The calling card of the Thway Thauk Apwe – a red circle depicting a warrior holding two swords [Supplied]

“Those who openly advocated for the NLD before the last general election… are all now living with anxiety and fear because they could be victims of violence at any time,” said a Mandalay-based activist who requested anonymity for safety reasons.

The NLD won a landslide victory in the elections of November 2020, but the military refused to recognise the result, instead seizing power in a coup. When the country erupted in mass protests, the new regime killed hundreds, and opponents of the takeover turned to armed revolt.

The military leadership, which calls itself the State Administration Council, is struggling to assert control over the country and is stretched thin fighting wars on multiple fronts. Amid the chaos, shadowy pro-military groups have begun emerging, like Thway Thauk and paramilitary militias known as the Pyusawhti.

The Mandalay activist said Thway Thauk is believed to be linked to the ultranationalist Buddhist hardline group Ma Ba Tha, which was banned under the NLD, and infamous anti-Muslim monk Wirathu. He said this “poses a great concern to those of other religions, especially the Muslim community”.
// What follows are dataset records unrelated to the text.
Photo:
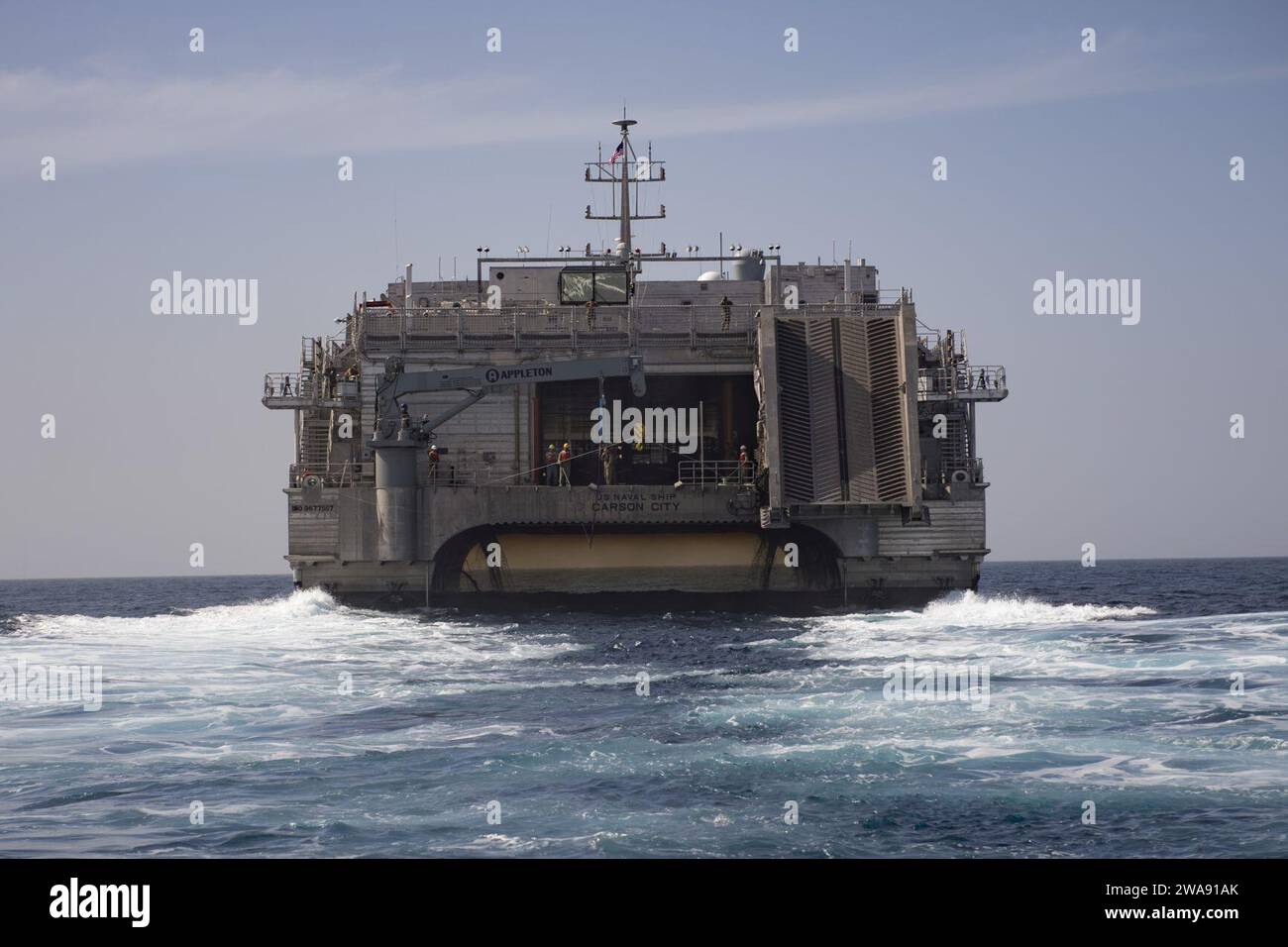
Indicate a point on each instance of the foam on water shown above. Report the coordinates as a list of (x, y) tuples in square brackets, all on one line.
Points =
[(243, 706)]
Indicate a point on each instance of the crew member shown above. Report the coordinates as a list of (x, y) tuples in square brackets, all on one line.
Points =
[(608, 455), (565, 463), (552, 459)]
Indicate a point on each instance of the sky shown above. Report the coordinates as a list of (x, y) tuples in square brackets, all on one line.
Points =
[(1107, 163)]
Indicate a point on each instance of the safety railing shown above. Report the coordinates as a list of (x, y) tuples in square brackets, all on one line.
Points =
[(565, 326), (287, 385), (962, 381), (709, 474)]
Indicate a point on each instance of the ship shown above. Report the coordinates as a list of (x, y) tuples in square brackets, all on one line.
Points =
[(636, 425)]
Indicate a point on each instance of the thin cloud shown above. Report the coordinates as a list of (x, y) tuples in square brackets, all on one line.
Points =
[(117, 119)]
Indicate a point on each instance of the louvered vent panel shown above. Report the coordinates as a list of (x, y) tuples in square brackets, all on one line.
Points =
[(861, 458), (888, 441), (794, 411), (824, 432)]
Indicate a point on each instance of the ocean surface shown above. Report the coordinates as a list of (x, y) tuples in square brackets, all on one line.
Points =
[(240, 718)]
Wirathu, a member of Ma Ba Tha, was one of the most vocal supporters of the military’s violent crackdown on the mostly Muslim Rohingya, which has since been labelled a genocide by the United States and some human rights groups. Wirathu was arrested for sedition shortly before the 2020 election, but was released after the military seized power.

While Thway Thauk was launched in Mandalay, it appears to have become operational in Yangon as well, the country’s largest city and former capital. The Burma Human Rights Network (BHRN) said that on May 20, a Muslim girl and her uncle were killed by Thway Thauk “thugs”.

Kyaw Win, executive director of BHRN, said the original target had been the girl’s brother, whom they believed to be a supporter of the National Unity Government, an administration set up by elected lawmakers in defiance of the coup. When the brother escaped, Thway Thauk decided to kill his relatives instead.

Kyaw Win told Al Jazeera he was afraid the groups could “trigger an anti-Muslim situation”.

“We have received confirmation from on the ground teams that yes, these are the same people from Ma Ba Tha who are involved in Thway Thauk and Pyusawhti,” Kyaw Win said.

The military’s spokesman told the local Myanmar Now newspaper in late April that it supported the Pyusawhti militias as part of a “public security system”, but denied any involvement in the Thway Thauk hit groups. Activists are sceptical.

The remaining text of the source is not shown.